- The paper demonstrates that GPT-4V outperforms other models in caption generation for scientific figures, sometimes surpassing human-written captions.
- It employs comprehensive experiments across eight arXiv domains using BLEU-4 and ROUGE metrics, complemented by detailed human evaluations.
- The study highlights ongoing challenges and calls for tailored datasets and refined methodologies to further enhance multimodal caption generation.
Introduction
The paper delineates the advancements in captioning scientific figures, primarily through multimodal models. Established through the "SciCap Challenge 2023," the research explores tools to automate caption generation across diverse academic fields. It emphasizes the comparison of human-written captions against machine-generated ones, highlighting the superiority of large multimodal models, notably GPT-4V.

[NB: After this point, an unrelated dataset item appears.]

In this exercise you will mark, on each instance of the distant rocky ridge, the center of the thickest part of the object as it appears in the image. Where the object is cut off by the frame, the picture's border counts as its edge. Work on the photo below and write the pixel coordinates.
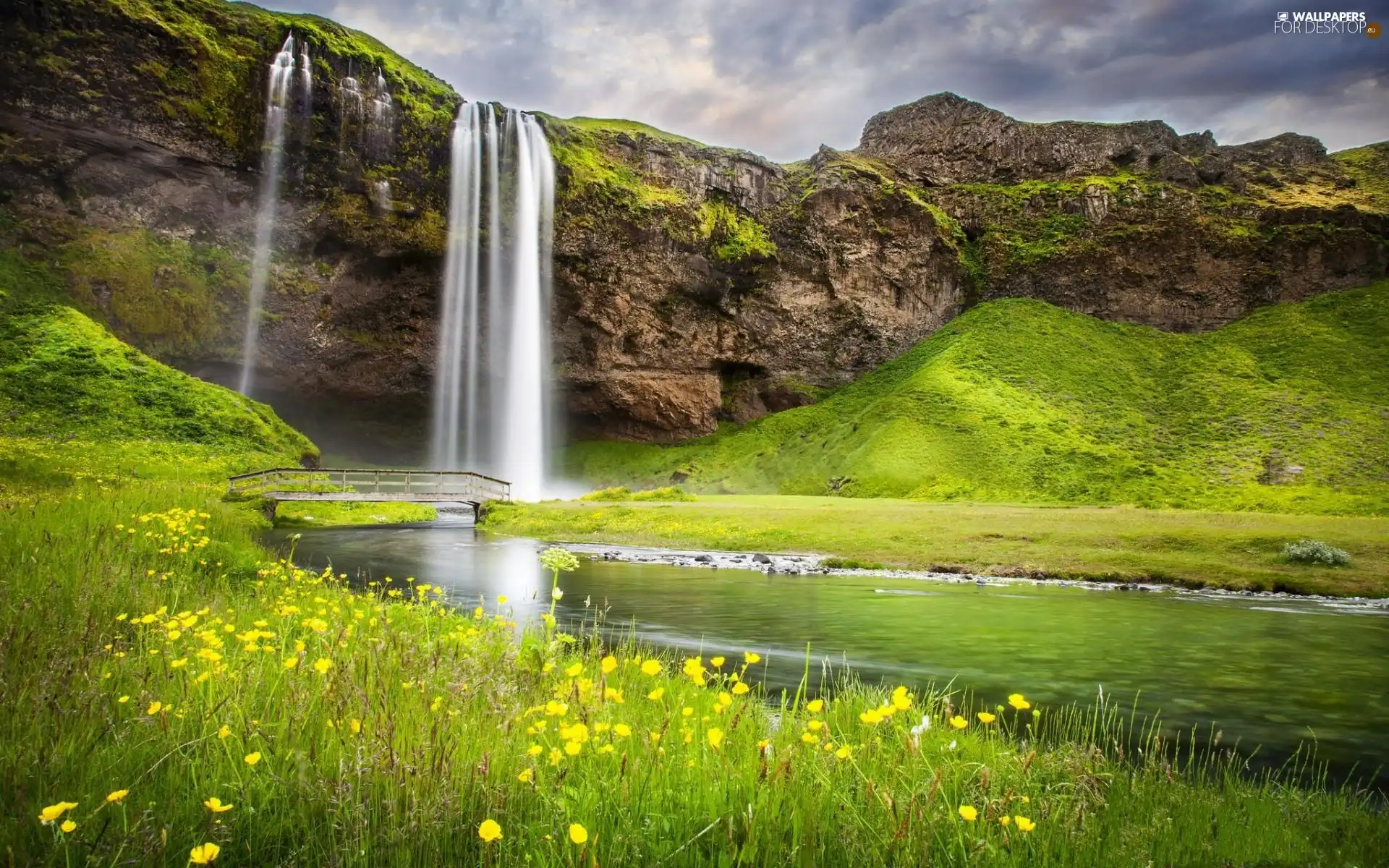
(692, 284)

Background on SciCap and Captioning Tasks
Since its inception in 2021, the SciCap dataset has aimed to enhance figure captions in scholarly articles, underpinning the development of accurate models that can generate captions reflecting the complex interplay of visual and textual information. Research in this domain repeatedly identifies that caption generation largely leans on text summarization due to the dependence on figure-mentioning paragraphs. This dependency is critical to match the generated content with the contextual necessities of scientific figures.
Models Evaluated
The research evaluates multiple models, emphasizing their performance in generating scientific figure captions. GPT-4V exhibited significant favor among professional editors compared to other models, indicating its efficiency and potential in this generative task. Models such as UniChart, and text summarization models like Pegasus, also participate in the evaluation, providing a comprehensive view of the existing technological landscape in academic captioning.
Figure 1: In SciCap Challenge, models generate captions based on the figure and the figure-mentioning paragraph.
Methodology and Experiments
The paper involves several experiments iterating over datasets and models to examine scores across eight arXiv domains, maintaining a focus on automatic and human evaluations. Automatic metrics include BLEU-4 and ROUGE scores for assessing linguistic alignment and quality. However, expert human evaluations provide depth in understanding algorithmic performance in real-world conditions.
Figure 2: ROUGE-2 normalized scores of each model across eight arXiv domains, highlighting similar trends and demonstrating the generalizability of the caption generation approaches.
Human Evaluation Results
Professional editors tasked with evaluating the captions consistently favored GPT-4V's outputs over others, including human-authored captions. This preference for AI-generated content suggests improvements yet the challenge remains unsolved, given that machine-generated replacements surpass human counterparts in certain contexts.


Figure 3: Rankings of generated captions by all models in Study 2 across three evaluation conditions (A, B, C) and three experts. GPT-4V (Image+Paragraph) consistently outperformed other models, including humans, across varying length constraints.
Implications and Future Directions
The paper concludes with the persistence of high-quality caption generation challenges and potential areas for enhancement. While the solution by GPT-4V demonstrates significant progress, the necessity for improved evaluation methods and personalized content generation remains. Enhanced datasets and methodologies could further refine multimodal models' applicability across academic publishing disciplines.
Figure 4: Two examples where experts favored GPT-4V's captions for providing sufficient details and highlighting key takeaway messages, two key factors identified in our comment analysis.
Conclusion
In acknowledging GPT-4V's strength, this research underscores the inherent limitations of current caption generation methodologies. It calls for additional refinement, both theoretically and practically, advocating for tailored models adaptable to various domains beyond the scope of arXiv.